Trump to attend Supreme Court oral arguments on birthright citizenship

Justice Ketanji Brown Jackson said her colleague Justice Samuel Alito made a “good” point about the interpretation of U.S. v. Wong Kim Ark on Wednesday.
The point of agreement between the two typically opposed justices came as they were questioning ACLU legal director Cecillia Wang regarding birthright citizenship.”
“Can I offer a possible explanation for why, Justice Gray made a point of putting domicile in what he said was the holding of the case,” Alito said, referring to Wong Kim Ark. “There were many, many [migrants] who were horribly exploited, brought to the United States to work on the transcontinental railroad, to work in mines. they were worked to death. They were treated horrifically…They were overwhelmingly men. There wasn’t an indication that they were-that they would stay here. They could stay here.
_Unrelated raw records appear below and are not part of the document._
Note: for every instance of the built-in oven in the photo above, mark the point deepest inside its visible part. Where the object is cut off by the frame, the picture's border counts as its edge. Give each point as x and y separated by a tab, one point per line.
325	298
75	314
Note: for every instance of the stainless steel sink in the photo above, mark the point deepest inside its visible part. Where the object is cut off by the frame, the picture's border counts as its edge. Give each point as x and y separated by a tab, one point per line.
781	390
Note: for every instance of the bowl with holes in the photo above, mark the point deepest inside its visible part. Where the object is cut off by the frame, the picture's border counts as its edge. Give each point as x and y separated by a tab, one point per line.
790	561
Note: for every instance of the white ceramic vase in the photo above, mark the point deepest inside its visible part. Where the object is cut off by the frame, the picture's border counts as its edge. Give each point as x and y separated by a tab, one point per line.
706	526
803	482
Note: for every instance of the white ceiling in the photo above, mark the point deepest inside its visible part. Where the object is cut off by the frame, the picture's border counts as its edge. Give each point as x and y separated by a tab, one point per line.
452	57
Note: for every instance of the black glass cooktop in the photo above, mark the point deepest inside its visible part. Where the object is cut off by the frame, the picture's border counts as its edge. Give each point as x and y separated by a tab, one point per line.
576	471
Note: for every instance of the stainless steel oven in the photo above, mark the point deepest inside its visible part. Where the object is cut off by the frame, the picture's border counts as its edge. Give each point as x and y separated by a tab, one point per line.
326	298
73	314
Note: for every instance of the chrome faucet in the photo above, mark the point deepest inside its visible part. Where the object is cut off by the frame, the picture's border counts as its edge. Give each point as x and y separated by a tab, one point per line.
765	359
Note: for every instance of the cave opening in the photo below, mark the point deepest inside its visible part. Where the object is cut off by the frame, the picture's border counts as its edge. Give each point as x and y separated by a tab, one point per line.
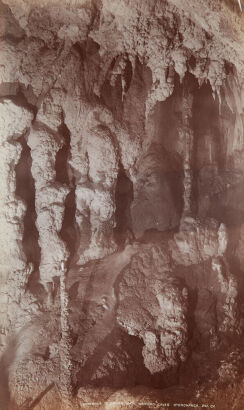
123	200
208	149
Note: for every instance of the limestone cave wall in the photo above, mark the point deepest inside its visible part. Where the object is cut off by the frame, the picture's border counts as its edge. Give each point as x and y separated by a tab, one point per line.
122	203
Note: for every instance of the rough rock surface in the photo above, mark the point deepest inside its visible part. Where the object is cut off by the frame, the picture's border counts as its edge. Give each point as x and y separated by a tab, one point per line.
121	206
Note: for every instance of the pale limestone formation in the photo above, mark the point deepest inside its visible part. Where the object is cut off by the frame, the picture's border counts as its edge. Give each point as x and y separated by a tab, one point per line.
50	197
134	172
14	122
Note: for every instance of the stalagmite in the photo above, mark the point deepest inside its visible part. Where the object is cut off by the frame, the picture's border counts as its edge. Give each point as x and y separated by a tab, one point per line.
187	137
50	197
13	263
121	203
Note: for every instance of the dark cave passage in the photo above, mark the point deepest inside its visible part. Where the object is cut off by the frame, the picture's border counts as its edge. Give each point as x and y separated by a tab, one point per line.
123	200
69	231
25	189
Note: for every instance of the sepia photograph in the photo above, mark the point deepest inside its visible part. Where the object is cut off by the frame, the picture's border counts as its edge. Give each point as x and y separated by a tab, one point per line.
121	204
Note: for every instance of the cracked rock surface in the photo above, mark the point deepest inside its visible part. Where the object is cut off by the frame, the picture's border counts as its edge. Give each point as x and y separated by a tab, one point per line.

They didn’t have permanent homes. And the and the opinion is drawing a distinction between those two categories of people who would have been well understood at the time when Wong Kim Ark was decided.”
“No, Justice Alito, I don’t think that’s a plausible explanation for why domiciles mentioned in Wong Kim work. Because, again, the controlling rule of decision based on the English common law and cases from schooner exchange to lynch versus clerk to state versus manual, which was the North Carolina decision that said, look, the rule in the United States from independence on has been the English common law rule,” Wang said.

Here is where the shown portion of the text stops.